Movies about history work best when they can detail the personal stories behind the headlines. In this case, the headline is that in 1960 Isreaeli agents were able to apprehend Nazi war criminal Adolf Eichmann in Argentina and return him to Israel for trial. But the real story is that the capture was difficult and complicated, made more so as Eichmann began conversing with his captors, alternately baiting them toward killing him on the spot, making a case for his innocence and delaying them so that he might be found before being smuggled out of the country.
Chris Weitz’s film is appropriately taut and suspenseful, especially as the smuggling operation is delayed for more than a week and the Israeli agents get to know their captive far more intimately than they would prefer. Matthew Orton’s script, based largely upon memoirs by the actual participants, relies heavily on the byplay between agent Peter Malkin (Oscar Isaac), who lost his sister in the Holocaust, and Eichmann (Ben Kingsley), a mild-mannered man who often seems incapable of inflicting mass murder upon an entire race of people. Their tenuous connection humanizes the plot and brings it rather brutally to life.
The film succeeds as a suspense thriller, gaining speed as the Argentinian Nazi’s learn of Eichmann’s disappearance and fan out to find him before he can be forcibly deported. It works as a character study, pitting the Israelis, who are dead set on vengeance with honor, against the single person who ordered millions of their compatriots and family members to be executed. It works as an allegory about the nature of evil and whether a public trial could ever compensate people for their personal losses suffered during the war. And it works as a deeply personal story as one person faces his own demons which threaten to wreck the mission.
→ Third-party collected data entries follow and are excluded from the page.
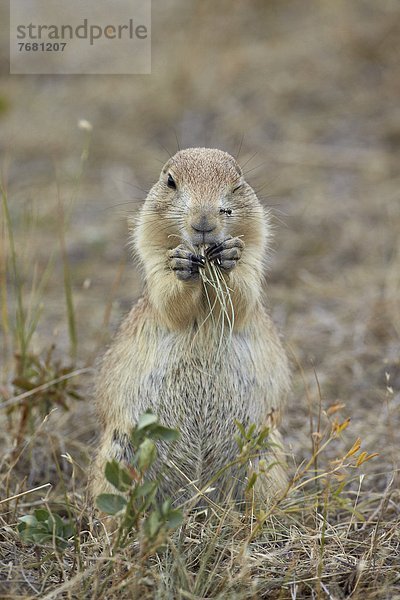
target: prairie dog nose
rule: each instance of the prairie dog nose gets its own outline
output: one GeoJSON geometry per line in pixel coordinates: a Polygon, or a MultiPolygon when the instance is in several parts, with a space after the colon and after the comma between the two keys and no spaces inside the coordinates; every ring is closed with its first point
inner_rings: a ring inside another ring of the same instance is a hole
{"type": "Polygon", "coordinates": [[[198,217],[191,223],[192,228],[199,233],[210,233],[214,231],[217,224],[206,216],[198,217]]]}

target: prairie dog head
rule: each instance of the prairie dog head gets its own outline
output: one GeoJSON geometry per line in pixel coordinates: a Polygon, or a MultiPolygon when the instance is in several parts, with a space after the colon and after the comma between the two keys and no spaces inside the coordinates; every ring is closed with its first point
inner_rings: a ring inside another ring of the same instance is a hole
{"type": "Polygon", "coordinates": [[[239,236],[262,252],[269,223],[236,160],[211,148],[187,148],[170,158],[142,207],[135,234],[139,254],[181,243],[210,246],[239,236]]]}

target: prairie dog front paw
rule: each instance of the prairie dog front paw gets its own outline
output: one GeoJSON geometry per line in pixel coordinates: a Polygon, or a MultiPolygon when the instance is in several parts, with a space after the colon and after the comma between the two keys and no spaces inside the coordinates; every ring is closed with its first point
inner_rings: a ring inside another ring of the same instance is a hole
{"type": "Polygon", "coordinates": [[[196,255],[180,244],[167,253],[169,267],[174,271],[180,281],[195,281],[199,279],[199,269],[204,268],[206,259],[196,255]]]}

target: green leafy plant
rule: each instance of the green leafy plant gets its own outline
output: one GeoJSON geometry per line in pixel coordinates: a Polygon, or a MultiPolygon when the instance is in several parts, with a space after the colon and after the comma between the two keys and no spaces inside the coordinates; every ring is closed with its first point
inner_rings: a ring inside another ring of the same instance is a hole
{"type": "Polygon", "coordinates": [[[58,550],[65,550],[68,540],[75,534],[72,520],[64,520],[44,508],[38,508],[32,515],[24,515],[18,520],[17,530],[21,539],[36,545],[54,543],[58,550]]]}
{"type": "Polygon", "coordinates": [[[263,427],[261,430],[256,431],[255,423],[252,423],[247,430],[239,421],[235,421],[235,425],[239,430],[235,440],[239,447],[240,456],[260,453],[271,445],[268,441],[269,427],[263,427]]]}
{"type": "Polygon", "coordinates": [[[107,481],[122,493],[100,494],[96,504],[119,523],[117,547],[123,547],[134,530],[140,533],[142,551],[156,550],[167,539],[168,532],[182,522],[182,512],[172,507],[171,500],[157,502],[159,479],[149,476],[158,455],[156,442],[174,442],[178,437],[176,429],[164,427],[155,415],[147,412],[139,418],[130,436],[131,464],[123,466],[115,460],[106,464],[107,481]]]}
{"type": "Polygon", "coordinates": [[[239,421],[235,421],[239,433],[235,435],[235,440],[239,448],[238,460],[241,464],[251,465],[252,460],[257,459],[258,470],[252,470],[246,485],[246,492],[251,492],[260,473],[266,473],[276,464],[268,462],[261,458],[268,452],[271,453],[271,448],[277,446],[269,440],[269,427],[257,428],[255,423],[249,425],[248,429],[239,421]]]}

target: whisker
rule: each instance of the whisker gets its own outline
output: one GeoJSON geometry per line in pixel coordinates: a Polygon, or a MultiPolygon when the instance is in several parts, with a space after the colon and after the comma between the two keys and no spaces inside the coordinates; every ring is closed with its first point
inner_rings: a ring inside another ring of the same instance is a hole
{"type": "Polygon", "coordinates": [[[173,131],[174,131],[174,134],[175,134],[175,140],[176,140],[176,145],[178,147],[178,151],[180,151],[181,147],[180,147],[180,144],[179,144],[179,140],[178,140],[178,135],[176,133],[176,129],[174,128],[173,131]]]}
{"type": "Polygon", "coordinates": [[[243,171],[243,175],[246,177],[249,173],[252,173],[253,171],[255,171],[256,169],[259,169],[260,167],[264,167],[267,164],[266,160],[263,160],[262,163],[256,165],[255,167],[252,167],[251,169],[249,169],[248,171],[243,171]]]}
{"type": "MultiPolygon", "coordinates": [[[[171,152],[168,150],[168,148],[166,148],[166,147],[165,147],[163,144],[161,144],[160,142],[159,142],[159,144],[158,144],[158,145],[159,145],[159,146],[160,146],[160,147],[161,147],[161,148],[164,150],[164,152],[166,152],[166,153],[168,154],[169,158],[172,158],[172,154],[171,154],[171,152]]],[[[164,161],[164,162],[165,162],[165,161],[164,161]]]]}
{"type": "Polygon", "coordinates": [[[239,144],[239,150],[237,151],[236,156],[235,156],[235,159],[237,161],[239,160],[239,154],[240,154],[240,151],[242,149],[243,140],[244,140],[244,133],[242,133],[242,138],[241,138],[240,144],[239,144]]]}
{"type": "Polygon", "coordinates": [[[242,169],[242,171],[244,171],[244,168],[245,168],[245,166],[246,166],[246,165],[248,165],[248,164],[249,164],[249,162],[250,162],[250,161],[252,161],[252,160],[253,160],[253,158],[255,158],[255,157],[257,156],[257,154],[258,154],[258,152],[254,152],[254,154],[252,154],[252,155],[250,156],[250,158],[249,158],[249,159],[247,159],[245,163],[243,163],[243,165],[240,165],[240,168],[242,169]]]}
{"type": "Polygon", "coordinates": [[[141,191],[145,196],[149,193],[150,189],[146,190],[145,188],[140,187],[140,185],[136,185],[135,183],[131,183],[130,181],[125,181],[124,179],[114,179],[113,181],[118,183],[124,183],[125,185],[129,185],[129,187],[135,188],[136,190],[141,191]]]}
{"type": "Polygon", "coordinates": [[[105,208],[100,208],[99,212],[105,212],[106,210],[112,210],[113,208],[118,208],[118,206],[126,206],[127,204],[135,204],[143,202],[142,198],[134,198],[132,200],[127,200],[126,202],[118,202],[117,204],[111,204],[110,206],[106,206],[105,208]]]}

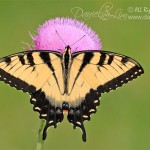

Operation Finale is not the first movie to be made about the capture of Adolf Eichmann, and it probably won’t be the last. But it is an important story, one which needs to be told and retold, as generations move farther and farther from the horrible events that forced the world into war almost eighty years ago. It is a cinematic story, filled with danger and risk, personal tragedy and national retribution. It is a very well acted and directed movie which carries continued relevance and meaning. ☆ ☆ ☆. 6 November 2018.